If anything, we should require more printed legal notices — not fewer, and certainly not none.

We fully realize what constitutes “publishing” has evolved radically since the advent of the internet. In the days before the World Wide Web existed, classified advertising made up a sizable chunk of a newspaper’s revenue. In the mid-1990s, it wasn’t unusual to see a Kansas City Star Sunday edition with job and want ads sections that stretched to 40 pages or more.

Craigslist and the uncountable other ways everyday people can get the word out about garage sales, employment opportunities or lost dogs have altered the world of print classifieds forever. Some of that change is for the better — you can update an online posting in an instant.

And some is much worse. The Star, like all publishers, takes its credibility seriously. If we discover someone supposedly renting an apartment or selling a car is actually running a scam, we pull the ad and take steps to make sure the fraudster can’t use our pages to deceive anyone else. Online? Good luck getting Facebook to help out when a crook hiding behind a fake profile photo passes a broken phone off on you.

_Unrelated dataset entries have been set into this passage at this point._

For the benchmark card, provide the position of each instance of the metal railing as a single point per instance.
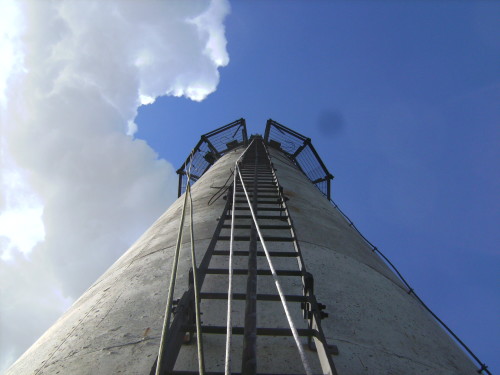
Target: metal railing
(210, 148)
(302, 153)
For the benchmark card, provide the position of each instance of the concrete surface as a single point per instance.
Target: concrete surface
(114, 327)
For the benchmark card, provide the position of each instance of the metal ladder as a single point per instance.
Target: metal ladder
(269, 206)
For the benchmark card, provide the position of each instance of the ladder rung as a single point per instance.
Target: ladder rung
(263, 331)
(276, 201)
(262, 226)
(263, 217)
(258, 190)
(280, 209)
(185, 372)
(260, 297)
(266, 238)
(244, 271)
(275, 196)
(283, 254)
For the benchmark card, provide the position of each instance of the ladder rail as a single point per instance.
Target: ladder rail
(315, 312)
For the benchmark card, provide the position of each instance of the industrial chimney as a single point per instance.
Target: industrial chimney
(306, 293)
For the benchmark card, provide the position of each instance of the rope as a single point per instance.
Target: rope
(173, 276)
(227, 366)
(278, 286)
(483, 366)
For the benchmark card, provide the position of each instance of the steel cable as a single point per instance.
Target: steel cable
(227, 361)
(173, 276)
(277, 283)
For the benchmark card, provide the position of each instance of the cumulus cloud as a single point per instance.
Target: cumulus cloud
(76, 187)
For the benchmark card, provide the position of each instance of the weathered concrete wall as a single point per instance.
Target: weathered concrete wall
(379, 329)
(114, 327)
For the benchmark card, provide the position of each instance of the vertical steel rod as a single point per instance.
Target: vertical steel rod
(249, 359)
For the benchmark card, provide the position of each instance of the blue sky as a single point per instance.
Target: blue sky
(401, 100)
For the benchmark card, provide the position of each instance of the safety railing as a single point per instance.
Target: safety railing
(209, 149)
(302, 153)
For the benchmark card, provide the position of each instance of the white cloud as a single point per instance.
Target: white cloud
(76, 187)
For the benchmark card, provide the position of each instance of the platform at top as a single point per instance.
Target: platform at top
(218, 142)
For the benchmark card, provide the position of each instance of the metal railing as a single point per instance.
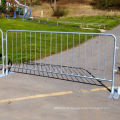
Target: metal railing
(2, 54)
(62, 53)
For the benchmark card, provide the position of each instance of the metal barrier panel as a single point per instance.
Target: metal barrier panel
(1, 54)
(71, 54)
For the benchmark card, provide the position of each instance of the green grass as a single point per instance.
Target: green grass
(44, 45)
(100, 21)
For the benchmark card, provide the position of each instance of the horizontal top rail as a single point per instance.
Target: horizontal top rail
(84, 33)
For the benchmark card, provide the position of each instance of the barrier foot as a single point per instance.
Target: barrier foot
(116, 94)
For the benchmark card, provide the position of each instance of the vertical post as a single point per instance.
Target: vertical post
(2, 53)
(114, 62)
(54, 5)
(6, 54)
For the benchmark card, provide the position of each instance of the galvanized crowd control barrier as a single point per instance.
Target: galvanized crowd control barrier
(62, 53)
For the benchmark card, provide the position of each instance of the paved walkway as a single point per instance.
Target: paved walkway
(29, 97)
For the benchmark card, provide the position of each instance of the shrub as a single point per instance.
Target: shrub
(3, 6)
(59, 12)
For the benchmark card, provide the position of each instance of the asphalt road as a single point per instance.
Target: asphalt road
(30, 97)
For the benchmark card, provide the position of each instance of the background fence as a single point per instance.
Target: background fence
(1, 53)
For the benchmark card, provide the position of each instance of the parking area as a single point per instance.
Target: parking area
(31, 97)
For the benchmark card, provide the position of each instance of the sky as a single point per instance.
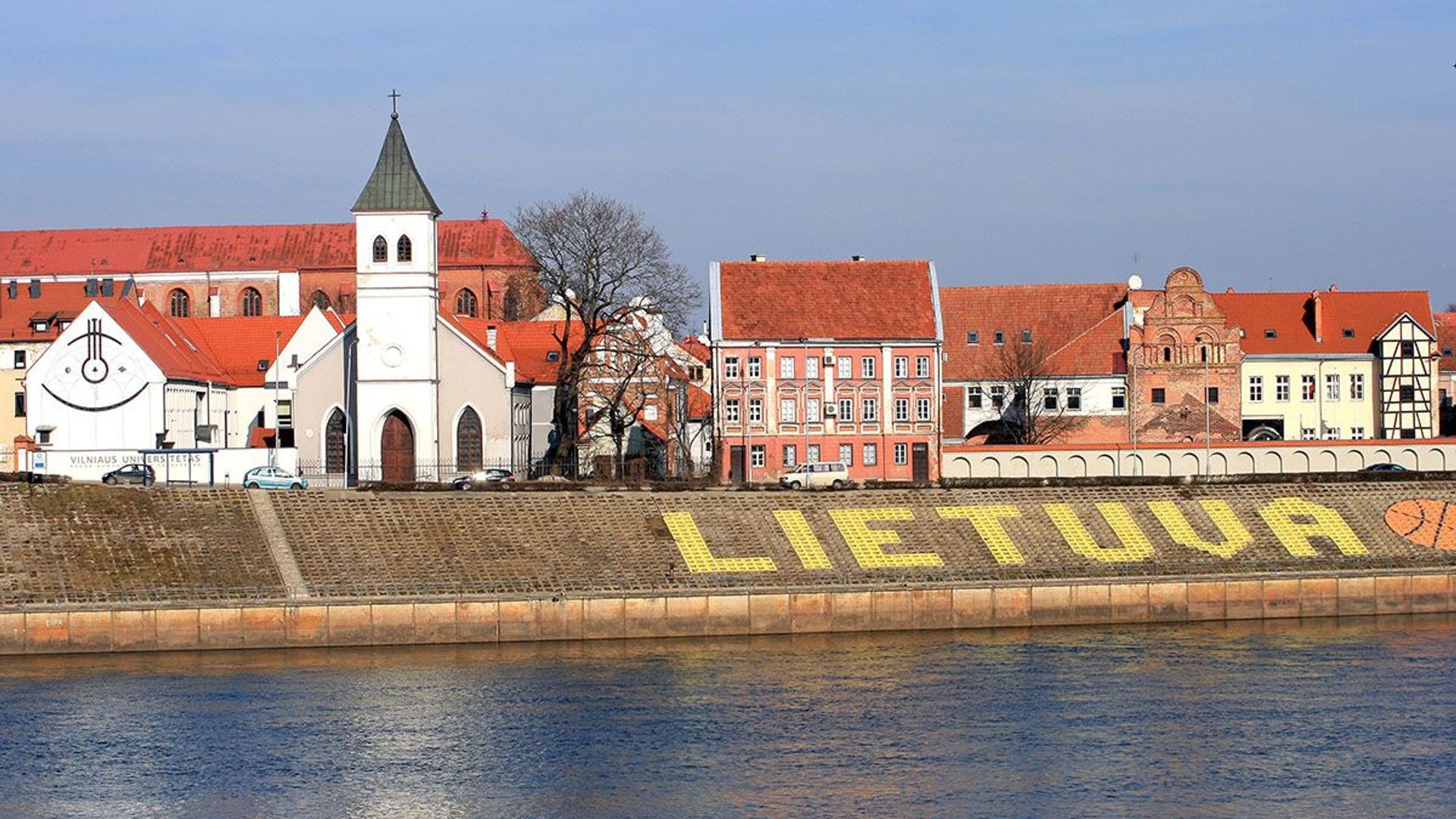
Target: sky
(1277, 146)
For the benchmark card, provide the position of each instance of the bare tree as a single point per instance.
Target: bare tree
(1037, 411)
(598, 260)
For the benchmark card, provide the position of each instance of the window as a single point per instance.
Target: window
(466, 303)
(253, 302)
(468, 441)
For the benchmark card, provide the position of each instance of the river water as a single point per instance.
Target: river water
(1279, 719)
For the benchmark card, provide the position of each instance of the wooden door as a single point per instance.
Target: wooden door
(398, 449)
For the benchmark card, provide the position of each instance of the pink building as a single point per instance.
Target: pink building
(821, 362)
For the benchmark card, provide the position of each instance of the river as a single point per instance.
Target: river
(1283, 717)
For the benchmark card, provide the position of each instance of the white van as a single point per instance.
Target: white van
(832, 474)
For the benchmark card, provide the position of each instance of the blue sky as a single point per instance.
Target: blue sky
(1269, 145)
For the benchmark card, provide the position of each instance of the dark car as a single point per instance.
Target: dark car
(131, 474)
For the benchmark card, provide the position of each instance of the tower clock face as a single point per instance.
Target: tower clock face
(95, 373)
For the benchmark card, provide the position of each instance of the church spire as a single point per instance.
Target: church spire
(395, 183)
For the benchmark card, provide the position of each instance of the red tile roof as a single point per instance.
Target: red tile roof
(118, 251)
(1292, 318)
(1078, 325)
(826, 299)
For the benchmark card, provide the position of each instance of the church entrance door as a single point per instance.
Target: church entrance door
(398, 449)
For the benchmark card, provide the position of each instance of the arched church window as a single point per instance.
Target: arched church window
(180, 303)
(253, 302)
(466, 303)
(335, 442)
(468, 442)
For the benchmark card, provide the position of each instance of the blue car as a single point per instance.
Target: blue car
(273, 479)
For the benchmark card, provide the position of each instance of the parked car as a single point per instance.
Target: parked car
(273, 479)
(131, 474)
(830, 474)
(481, 479)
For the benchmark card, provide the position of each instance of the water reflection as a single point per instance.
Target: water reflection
(1223, 720)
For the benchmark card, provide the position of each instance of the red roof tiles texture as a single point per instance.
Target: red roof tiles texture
(827, 299)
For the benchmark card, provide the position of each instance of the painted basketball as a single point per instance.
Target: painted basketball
(1424, 522)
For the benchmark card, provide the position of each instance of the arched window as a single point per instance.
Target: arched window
(253, 302)
(468, 442)
(335, 444)
(466, 305)
(180, 303)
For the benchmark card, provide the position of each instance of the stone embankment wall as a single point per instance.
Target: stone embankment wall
(117, 569)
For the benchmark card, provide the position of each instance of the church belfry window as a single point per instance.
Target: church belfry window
(251, 302)
(466, 303)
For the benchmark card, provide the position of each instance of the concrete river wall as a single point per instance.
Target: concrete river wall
(95, 569)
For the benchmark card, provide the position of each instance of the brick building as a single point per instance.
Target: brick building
(826, 360)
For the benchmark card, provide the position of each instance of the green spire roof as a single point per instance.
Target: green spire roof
(395, 183)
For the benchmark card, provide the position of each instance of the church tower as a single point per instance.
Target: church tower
(398, 306)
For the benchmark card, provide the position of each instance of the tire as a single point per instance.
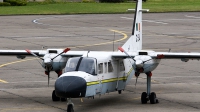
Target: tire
(119, 91)
(153, 98)
(70, 108)
(63, 99)
(54, 97)
(144, 98)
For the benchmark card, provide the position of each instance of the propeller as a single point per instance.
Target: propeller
(138, 64)
(48, 62)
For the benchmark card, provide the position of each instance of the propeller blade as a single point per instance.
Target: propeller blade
(48, 78)
(64, 51)
(122, 50)
(28, 51)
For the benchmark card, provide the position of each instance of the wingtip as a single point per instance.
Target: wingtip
(28, 51)
(121, 49)
(66, 50)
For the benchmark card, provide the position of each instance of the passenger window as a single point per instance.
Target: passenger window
(110, 68)
(121, 66)
(100, 68)
(105, 67)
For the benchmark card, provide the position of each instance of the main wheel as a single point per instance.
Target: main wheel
(63, 99)
(119, 91)
(152, 98)
(54, 97)
(144, 98)
(70, 108)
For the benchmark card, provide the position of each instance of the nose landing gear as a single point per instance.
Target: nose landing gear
(146, 96)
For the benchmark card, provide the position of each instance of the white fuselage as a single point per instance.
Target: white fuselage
(110, 74)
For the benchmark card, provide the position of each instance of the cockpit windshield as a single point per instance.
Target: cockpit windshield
(84, 64)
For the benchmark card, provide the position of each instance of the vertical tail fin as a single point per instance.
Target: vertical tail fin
(134, 43)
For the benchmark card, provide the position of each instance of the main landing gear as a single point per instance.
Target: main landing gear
(55, 98)
(146, 96)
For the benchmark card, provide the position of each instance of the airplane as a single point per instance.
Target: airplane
(90, 73)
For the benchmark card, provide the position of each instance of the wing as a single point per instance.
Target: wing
(171, 55)
(121, 55)
(160, 55)
(21, 52)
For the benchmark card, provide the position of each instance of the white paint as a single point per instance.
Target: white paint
(192, 16)
(150, 21)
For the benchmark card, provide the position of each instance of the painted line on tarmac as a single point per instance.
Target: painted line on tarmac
(3, 81)
(192, 17)
(150, 21)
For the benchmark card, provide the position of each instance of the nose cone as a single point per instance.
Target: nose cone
(70, 87)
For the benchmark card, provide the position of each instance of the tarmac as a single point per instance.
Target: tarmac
(23, 84)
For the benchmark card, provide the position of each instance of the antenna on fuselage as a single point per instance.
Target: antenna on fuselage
(114, 42)
(87, 53)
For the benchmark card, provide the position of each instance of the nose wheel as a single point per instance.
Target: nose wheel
(152, 98)
(146, 96)
(54, 97)
(70, 105)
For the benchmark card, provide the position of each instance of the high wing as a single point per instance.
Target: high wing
(171, 55)
(40, 53)
(160, 55)
(21, 52)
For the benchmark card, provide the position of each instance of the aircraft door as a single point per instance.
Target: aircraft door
(99, 77)
(120, 75)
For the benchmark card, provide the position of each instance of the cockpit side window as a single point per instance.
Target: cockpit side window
(84, 64)
(71, 64)
(87, 65)
(110, 67)
(100, 68)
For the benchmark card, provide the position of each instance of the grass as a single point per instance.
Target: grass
(82, 8)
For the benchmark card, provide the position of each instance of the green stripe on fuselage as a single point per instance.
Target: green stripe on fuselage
(110, 80)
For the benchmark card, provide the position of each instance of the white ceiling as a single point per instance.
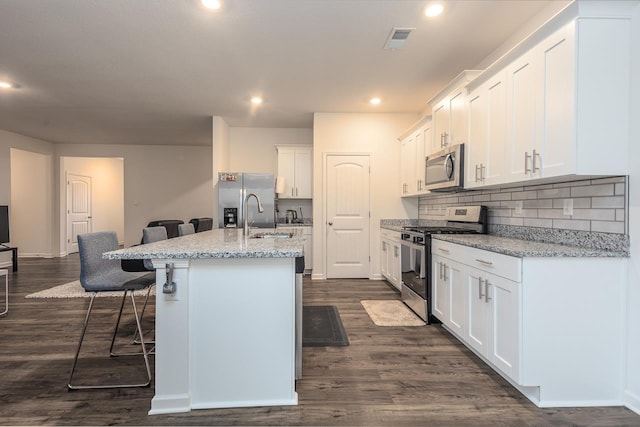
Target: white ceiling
(155, 71)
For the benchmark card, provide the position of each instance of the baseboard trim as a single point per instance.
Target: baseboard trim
(35, 255)
(631, 401)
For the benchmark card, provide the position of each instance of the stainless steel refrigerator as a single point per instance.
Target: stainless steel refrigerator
(233, 187)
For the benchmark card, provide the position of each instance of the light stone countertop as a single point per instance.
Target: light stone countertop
(217, 243)
(525, 248)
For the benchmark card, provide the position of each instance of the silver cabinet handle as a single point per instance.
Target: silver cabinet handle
(526, 162)
(487, 298)
(443, 139)
(169, 286)
(533, 161)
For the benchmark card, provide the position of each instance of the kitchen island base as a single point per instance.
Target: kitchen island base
(226, 338)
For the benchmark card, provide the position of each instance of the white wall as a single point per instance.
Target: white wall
(9, 140)
(252, 149)
(376, 134)
(632, 389)
(107, 195)
(160, 182)
(31, 206)
(220, 158)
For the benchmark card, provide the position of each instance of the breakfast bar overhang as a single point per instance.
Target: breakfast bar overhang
(226, 336)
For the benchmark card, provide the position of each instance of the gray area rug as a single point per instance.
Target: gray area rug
(75, 290)
(391, 313)
(322, 327)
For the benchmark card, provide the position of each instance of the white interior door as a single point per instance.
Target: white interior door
(78, 209)
(347, 212)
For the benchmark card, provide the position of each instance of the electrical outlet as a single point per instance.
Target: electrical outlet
(519, 204)
(568, 207)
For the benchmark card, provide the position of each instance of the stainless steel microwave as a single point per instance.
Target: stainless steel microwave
(444, 169)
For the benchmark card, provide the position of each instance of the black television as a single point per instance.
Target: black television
(4, 224)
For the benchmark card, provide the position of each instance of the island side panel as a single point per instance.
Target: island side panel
(172, 392)
(242, 332)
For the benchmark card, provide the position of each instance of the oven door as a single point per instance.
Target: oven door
(414, 267)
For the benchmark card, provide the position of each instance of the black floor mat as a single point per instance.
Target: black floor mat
(321, 326)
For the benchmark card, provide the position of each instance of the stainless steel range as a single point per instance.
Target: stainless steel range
(416, 254)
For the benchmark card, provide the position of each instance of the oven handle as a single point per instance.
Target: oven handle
(412, 245)
(449, 168)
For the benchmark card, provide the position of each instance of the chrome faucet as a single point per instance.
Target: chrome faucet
(245, 212)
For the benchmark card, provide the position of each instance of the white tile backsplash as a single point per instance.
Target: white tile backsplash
(599, 205)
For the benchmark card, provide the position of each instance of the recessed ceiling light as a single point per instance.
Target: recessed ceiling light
(211, 4)
(7, 85)
(433, 10)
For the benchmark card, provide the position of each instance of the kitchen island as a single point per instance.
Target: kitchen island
(226, 336)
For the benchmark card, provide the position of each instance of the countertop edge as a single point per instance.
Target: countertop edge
(509, 246)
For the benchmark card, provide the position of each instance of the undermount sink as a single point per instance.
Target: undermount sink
(272, 235)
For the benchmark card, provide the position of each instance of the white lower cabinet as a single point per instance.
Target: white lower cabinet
(493, 319)
(390, 266)
(448, 294)
(551, 326)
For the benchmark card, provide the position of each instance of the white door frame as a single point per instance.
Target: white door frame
(325, 156)
(68, 239)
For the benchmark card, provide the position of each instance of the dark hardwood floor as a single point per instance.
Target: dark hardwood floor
(387, 376)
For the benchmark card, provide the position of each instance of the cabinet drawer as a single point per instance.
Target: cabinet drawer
(492, 262)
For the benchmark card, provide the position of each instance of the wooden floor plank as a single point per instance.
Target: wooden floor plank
(400, 376)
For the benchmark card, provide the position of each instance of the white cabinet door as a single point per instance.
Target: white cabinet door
(493, 171)
(440, 289)
(384, 259)
(418, 161)
(476, 149)
(427, 141)
(458, 291)
(457, 118)
(504, 317)
(557, 107)
(308, 248)
(295, 165)
(408, 165)
(477, 315)
(287, 169)
(303, 167)
(395, 266)
(522, 84)
(440, 117)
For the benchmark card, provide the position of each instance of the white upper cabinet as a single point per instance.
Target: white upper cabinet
(565, 92)
(522, 84)
(295, 165)
(486, 150)
(449, 112)
(414, 144)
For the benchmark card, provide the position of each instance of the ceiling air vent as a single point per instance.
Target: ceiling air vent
(398, 37)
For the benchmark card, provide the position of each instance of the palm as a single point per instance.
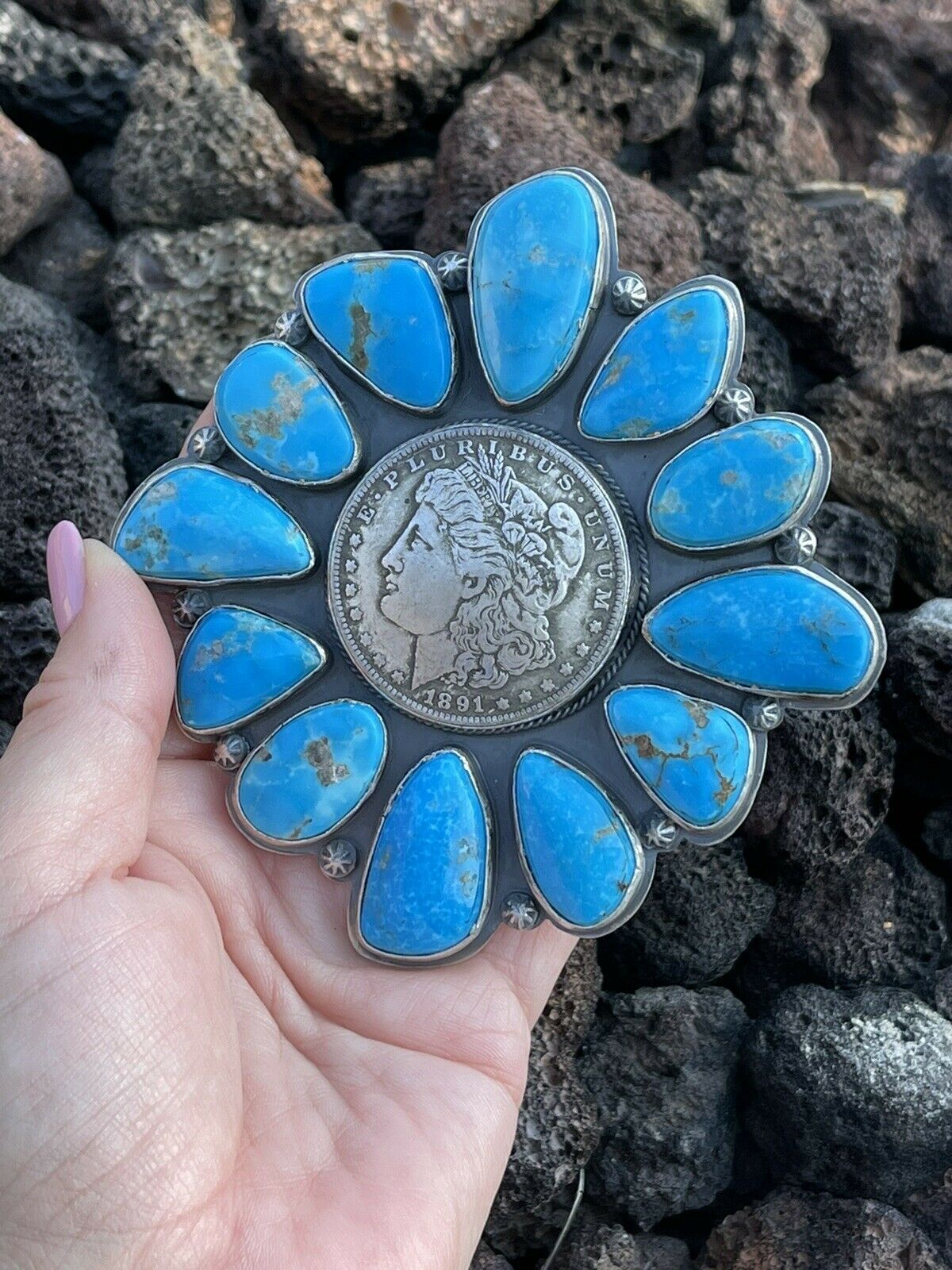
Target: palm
(226, 1083)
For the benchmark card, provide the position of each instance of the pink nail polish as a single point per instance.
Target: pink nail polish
(67, 571)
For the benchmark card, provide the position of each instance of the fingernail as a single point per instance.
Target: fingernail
(67, 571)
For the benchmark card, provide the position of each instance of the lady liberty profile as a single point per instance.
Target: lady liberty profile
(475, 572)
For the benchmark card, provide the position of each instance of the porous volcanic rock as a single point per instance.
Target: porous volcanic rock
(827, 273)
(701, 914)
(183, 302)
(850, 1091)
(56, 80)
(890, 431)
(33, 184)
(59, 455)
(503, 133)
(662, 1064)
(757, 118)
(368, 71)
(29, 639)
(558, 1124)
(200, 145)
(791, 1230)
(858, 549)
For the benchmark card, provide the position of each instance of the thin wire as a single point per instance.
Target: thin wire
(581, 1191)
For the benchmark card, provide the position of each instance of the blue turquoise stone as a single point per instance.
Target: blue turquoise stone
(664, 371)
(535, 275)
(693, 757)
(276, 410)
(427, 878)
(577, 848)
(197, 524)
(235, 664)
(743, 483)
(313, 772)
(774, 629)
(385, 317)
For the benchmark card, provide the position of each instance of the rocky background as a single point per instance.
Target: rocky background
(757, 1071)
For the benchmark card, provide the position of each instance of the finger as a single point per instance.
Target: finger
(76, 780)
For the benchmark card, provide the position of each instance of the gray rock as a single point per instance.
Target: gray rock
(757, 118)
(827, 787)
(890, 431)
(873, 918)
(59, 455)
(558, 1124)
(858, 549)
(33, 184)
(827, 275)
(93, 178)
(357, 74)
(152, 435)
(29, 639)
(767, 368)
(503, 133)
(889, 78)
(200, 145)
(184, 302)
(389, 200)
(850, 1091)
(701, 914)
(54, 79)
(793, 1230)
(619, 76)
(662, 1064)
(918, 677)
(67, 260)
(593, 1244)
(927, 270)
(133, 25)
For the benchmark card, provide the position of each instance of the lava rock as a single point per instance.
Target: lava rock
(875, 918)
(850, 1091)
(503, 133)
(93, 178)
(200, 145)
(701, 914)
(620, 78)
(359, 74)
(152, 435)
(389, 200)
(59, 455)
(927, 270)
(757, 118)
(67, 260)
(827, 785)
(183, 304)
(133, 25)
(33, 184)
(919, 675)
(890, 431)
(593, 1244)
(827, 275)
(889, 78)
(767, 368)
(858, 550)
(55, 80)
(558, 1126)
(660, 1064)
(791, 1230)
(29, 639)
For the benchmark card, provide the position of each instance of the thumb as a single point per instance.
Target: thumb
(76, 779)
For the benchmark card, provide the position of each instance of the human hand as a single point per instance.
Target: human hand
(196, 1068)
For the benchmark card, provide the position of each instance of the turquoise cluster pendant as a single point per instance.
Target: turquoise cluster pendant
(494, 581)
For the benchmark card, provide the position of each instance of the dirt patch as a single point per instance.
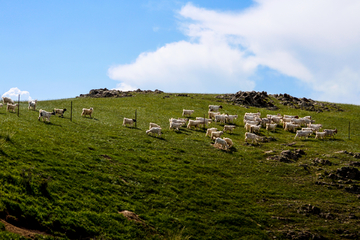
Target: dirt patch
(22, 231)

Of course, The Hillsboro Star-Journal has a financial interest in those public notices, which are an important source of revenue especially for smaller papers, many of which continue to struggle with the world’s move online.

But newspapers still matter. “Kansans have made it clear that they prefer public notices in newspapers,” Emily Bradbury, executive director of the Kansas Press Association, told us in an email. “Eighty-two percent of Kansas adults read a Kansas newspaper — either print or digitally — each week. The reach of a newspaper website and print product is, on average, four times more than that of a city website.”

Can this toothpaste be put back into the tube? Of course, the Legislature could update statutes to clarify what publishing means as we reach the one-quarter mark of the 21st century. Public notices belong in an independent, verifiable forum, outside the government’s control.

“Newspapers offer accountability, transparency and reach,” wrote Bradbury. “A city website doesn’t.” Kansans from towns of all sizes should demand independent verification from their elected officials — and that means showing their work to the people.